# Chapter 6: Step-by-Step Reasoning

- [Lesson](#lesson)
- [Exercises](#exercises)
- [Example Playground](#example-playground)

## Setup

Run the following setup cell to load your API key and establish the `get_completion` helper function.

In [None]:
!pip install openai python-dotenv

# Import python's built-in regular expression library
import re
from openai import OpenAI
from dotenv import load_dotenv
import os

# Load environment variables from .env file
load_dotenv()

# Access variables
API_KEY = os.getenv("API_KEY")
BASE_URL = "https://api.deepseek.com"
MODEL_NAME = "deepseek-chat"  # Note: Using the normal model for forcing the reasoning via prompting

# Store the variables for use across notebooks
%store API_KEY
%store BASE_URL
%store MODEL_NAME

client = OpenAI(
    api_key=API_KEY,
    base_url=BASE_URL
)

def get_completion(prompt: str, system_prompt="", prefill=""):
    messages = []
    if system_prompt:
        messages.append({"role": "system", "content": system_prompt})
    
    messages.append({"role": "user", "content": prompt})
    
    # Only add assistant message if prefill is not empty
    if prefill:
        messages.append({"role": "assistant", "content": prefill})
    
    response = client.chat.completions.create(
        model=MODEL_NAME,
        messages=messages,
        max_tokens=2000,
        temperature=0.0,
        stream=False
    )
    
    # For the reasoner model, we have both reasoning content and final answer
    # If reasoning_content exists, prepend it to the final content
    final_content = response.choices[0].message.content
    if hasattr(response.choices[0].message, 'reasoning_content') and response.choices[0].message.reasoning_content:
        final_content = f"<reasoning>{response.choices[0].message.reasoning_content}</reasoning>\n\n{final_content}"
    
    return final_content

---

## Lesson

If someone woke you up and immediately started asking you several complicated questions that you had to respond to right away, how would you do? Probably not as good as if you were given time to **think through your answer first**. 

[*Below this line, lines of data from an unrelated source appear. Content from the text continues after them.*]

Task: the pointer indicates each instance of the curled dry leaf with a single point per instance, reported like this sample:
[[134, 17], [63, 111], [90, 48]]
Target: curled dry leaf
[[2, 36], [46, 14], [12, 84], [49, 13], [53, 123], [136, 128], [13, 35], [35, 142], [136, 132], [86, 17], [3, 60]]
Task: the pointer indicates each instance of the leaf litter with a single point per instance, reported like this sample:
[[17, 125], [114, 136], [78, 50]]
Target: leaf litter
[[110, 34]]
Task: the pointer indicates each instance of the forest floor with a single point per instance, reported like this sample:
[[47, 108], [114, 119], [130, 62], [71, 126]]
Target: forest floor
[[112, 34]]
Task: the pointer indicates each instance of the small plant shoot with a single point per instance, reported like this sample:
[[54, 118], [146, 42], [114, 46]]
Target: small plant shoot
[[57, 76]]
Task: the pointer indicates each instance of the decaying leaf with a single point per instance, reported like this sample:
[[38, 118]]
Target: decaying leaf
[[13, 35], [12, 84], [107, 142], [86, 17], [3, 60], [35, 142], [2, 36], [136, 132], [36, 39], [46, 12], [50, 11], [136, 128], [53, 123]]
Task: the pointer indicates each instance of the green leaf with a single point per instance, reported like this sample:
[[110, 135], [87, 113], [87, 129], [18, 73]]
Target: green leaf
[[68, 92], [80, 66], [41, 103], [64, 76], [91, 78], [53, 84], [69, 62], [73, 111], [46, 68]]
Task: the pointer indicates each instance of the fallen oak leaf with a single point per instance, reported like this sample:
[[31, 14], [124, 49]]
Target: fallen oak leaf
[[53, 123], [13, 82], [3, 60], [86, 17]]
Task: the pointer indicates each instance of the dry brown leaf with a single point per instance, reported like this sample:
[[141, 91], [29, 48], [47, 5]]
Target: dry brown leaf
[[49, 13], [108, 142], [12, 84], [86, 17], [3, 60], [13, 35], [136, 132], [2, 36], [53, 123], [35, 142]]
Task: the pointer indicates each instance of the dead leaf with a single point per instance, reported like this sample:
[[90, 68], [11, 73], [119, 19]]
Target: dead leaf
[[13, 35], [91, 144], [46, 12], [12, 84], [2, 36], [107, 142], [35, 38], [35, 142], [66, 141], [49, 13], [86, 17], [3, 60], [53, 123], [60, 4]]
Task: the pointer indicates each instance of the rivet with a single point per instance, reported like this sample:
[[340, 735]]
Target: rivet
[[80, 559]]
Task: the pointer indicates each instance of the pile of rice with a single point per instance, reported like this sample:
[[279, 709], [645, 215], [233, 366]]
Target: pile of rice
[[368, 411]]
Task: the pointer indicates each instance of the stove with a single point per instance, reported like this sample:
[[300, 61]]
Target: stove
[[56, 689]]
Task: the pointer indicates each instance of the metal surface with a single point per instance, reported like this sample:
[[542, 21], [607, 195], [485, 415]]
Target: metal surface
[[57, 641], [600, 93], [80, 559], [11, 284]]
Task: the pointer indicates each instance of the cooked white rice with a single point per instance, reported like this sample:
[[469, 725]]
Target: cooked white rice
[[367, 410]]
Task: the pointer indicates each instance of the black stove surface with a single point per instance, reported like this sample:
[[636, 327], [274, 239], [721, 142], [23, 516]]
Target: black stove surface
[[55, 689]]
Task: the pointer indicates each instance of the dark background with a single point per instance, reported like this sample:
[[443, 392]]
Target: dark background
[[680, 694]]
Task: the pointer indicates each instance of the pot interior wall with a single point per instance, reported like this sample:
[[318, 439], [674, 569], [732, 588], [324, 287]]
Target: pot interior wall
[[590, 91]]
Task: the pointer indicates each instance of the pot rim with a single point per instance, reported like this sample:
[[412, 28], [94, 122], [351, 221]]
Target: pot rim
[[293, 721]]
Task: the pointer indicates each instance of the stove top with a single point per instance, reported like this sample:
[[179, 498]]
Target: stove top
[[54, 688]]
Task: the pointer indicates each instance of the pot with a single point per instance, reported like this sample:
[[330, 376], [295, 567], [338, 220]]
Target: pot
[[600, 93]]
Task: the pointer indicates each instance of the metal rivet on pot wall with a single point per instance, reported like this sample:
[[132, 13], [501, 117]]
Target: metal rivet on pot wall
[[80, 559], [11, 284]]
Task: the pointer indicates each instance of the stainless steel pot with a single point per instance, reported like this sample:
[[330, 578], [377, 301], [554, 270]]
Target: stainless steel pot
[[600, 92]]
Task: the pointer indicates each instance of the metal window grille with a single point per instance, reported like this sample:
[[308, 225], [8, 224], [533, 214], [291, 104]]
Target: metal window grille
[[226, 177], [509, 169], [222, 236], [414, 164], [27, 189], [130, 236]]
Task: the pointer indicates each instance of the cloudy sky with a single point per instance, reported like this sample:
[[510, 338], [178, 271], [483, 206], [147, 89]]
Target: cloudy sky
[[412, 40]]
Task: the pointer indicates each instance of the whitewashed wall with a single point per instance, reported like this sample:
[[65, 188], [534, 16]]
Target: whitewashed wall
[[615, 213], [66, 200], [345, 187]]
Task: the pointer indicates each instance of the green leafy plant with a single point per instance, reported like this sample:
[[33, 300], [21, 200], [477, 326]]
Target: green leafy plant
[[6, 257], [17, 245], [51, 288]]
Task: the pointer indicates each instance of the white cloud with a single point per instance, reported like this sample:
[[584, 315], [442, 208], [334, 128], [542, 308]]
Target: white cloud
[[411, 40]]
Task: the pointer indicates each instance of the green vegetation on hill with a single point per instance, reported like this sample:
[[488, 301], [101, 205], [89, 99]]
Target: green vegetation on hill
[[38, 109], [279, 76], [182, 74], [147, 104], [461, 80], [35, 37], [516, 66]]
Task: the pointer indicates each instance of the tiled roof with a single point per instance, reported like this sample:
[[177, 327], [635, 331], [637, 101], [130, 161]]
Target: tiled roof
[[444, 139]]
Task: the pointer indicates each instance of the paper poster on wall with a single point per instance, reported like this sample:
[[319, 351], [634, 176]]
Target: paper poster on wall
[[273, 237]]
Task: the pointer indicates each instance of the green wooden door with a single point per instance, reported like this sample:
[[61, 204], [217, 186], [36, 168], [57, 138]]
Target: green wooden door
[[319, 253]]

Guess what? Language models are the same way.

**Giving a model time to think step by step sometimes makes it more accurate**, particularly for complex tasks. However, **thinking only counts when it's made explicit**. You cannot ask a model to think but output only the answer - in this case, no thinking has actually occurred.

### Examples

In the prompt below, it's clear to a human reader that the second sentence contradicts the first. But **the model might take the word "unrelated" too literally** and not realize the sarcasm.

In [4]:
# Prompt
PROMPT = """Is this movie review sentiment positive or negative?

This movie blew my mind with its freshness and originality. In totally unrelated news, I have been living under a rock since the year 1900."""

# Print the model's response
print(get_completion(PROMPT))

The sentiment of this movie review is **positive**. The reviewer expresses enthusiasm and admiration for the movie's "freshness and originality," even though they humorously exaggerate their lack of exposure to modern films. The overall tone is appreciative and complimentary.


To improve the response, let's **allow the model to think things out first before answering**. We do that by literally spelling out the steps that the model should take in order to process and think through its task. Along with a dash of role prompting, this empowers the model to understand the review more deeply.

Note: DeepSeek's "reasoner" model is specifically designed for this type of step-by-step thinking, so we've set it as the default model for this chapter.

Note n2: Disabled for using the prompt engineering to force the model into thinking. If you want to use DeepSeek-R1, change MODEL_NAME to 'deepseek-reasoner'

In [6]:
# System prompt
SYSTEM_PROMPT = "You are a savvy reader of movie reviews."

# Prompt
PROMPT = """Is this review sentiment positive or negative? First, write the best arguments for each side in <positive-argument> and <negative-argument> XML tags, then answer.

This movie blew my mind with its freshness and originality. In totally unrelated news, I have been living under a rock since 1900."""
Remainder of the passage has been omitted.